In general, the design of a site or app should continuously evolve as your business and user needs evolve. Sometimes an existing design simply cannot be evolved any further. Some reasons for this may include:
- The design has a large number of known UX issues that cannot be easily addressed (as determined by usability testing and/or analytics)
- A large proportion of the current user base is unable to complete the tasks they are trying to accomplish (as determined by usability testing and/or analytics)
- A large proportion of the current user base is dissatisfied with the design (as determined by usability testing and/or surveys)
- The design cannot be easily extended to accommodate new business goals
- The design cannot be easily extended to accommodate the goals and needs of a new user group
- The design cannot be easily extended to accommodate new platforms that are important to users and/or the business (e.g. new mobile devices)
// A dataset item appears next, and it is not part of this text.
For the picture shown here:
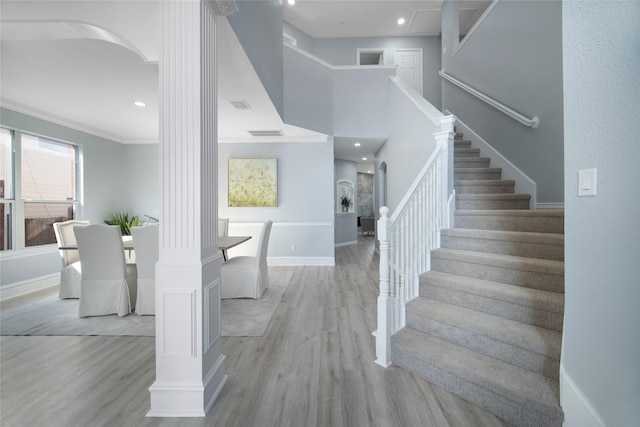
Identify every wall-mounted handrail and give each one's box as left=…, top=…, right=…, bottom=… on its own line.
left=438, top=70, right=540, bottom=129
- The design is based on a technology stack that is outdated, makes the adding of new features difficult, or requires too much effort by the technology team to continue supporting
- The visual aspects of the design (look and feel) are becoming dated and compare poorly to competitive solutions
- Different aspects of the site or app are inconsistent in terms of visual and/or interaction design, which is leading to user confusion and/or reflecting poorly on the organization’s brand
When one or more of these factors are present, it’s time to consider a redesign.
At my current company, Digital Reasoning, we are in the process of rolling out a new design system to our apps for several of these reasons. It’s a joint effort on the part of several teams within the organization:
- My team (UX Design) has been the driver for this effort, and is responsible for creating the new design system, delivering new designs that conform to it, and validating these designs with end users
- Our Apps Engineering team is responsible for choosing and implementing a new technology stack that supports the redesign
- Our Product Management team is responsible for incorporating the redesign into the overall product roadmap and ensuring that it’s balanced with other roadmap commitments
In my opinion, this kind of shared understanding and coordination between teams and stakeholders is key to both knowing when to redesign a site or app, and to making the redesign effort a successful one.
#9 Update website design every month based on user engagement and analytics
Eric Baum, CEO & Founder at Bluleadz Inbound Marketing
The traditional website design methodology would have a company redesign their website every 2-3 years. I would argue that you should be continuously updating the design of your website every month based on user engagement and analytics.
This constant design improvement methodology (“Growth Driven Design”), increases lead conversion and enhances the user’s experience. Ultimately you end up with the same result, a completely different looking website every few years. But, with Growth Driven Design (GDD) you acquire more leads and customers along the way.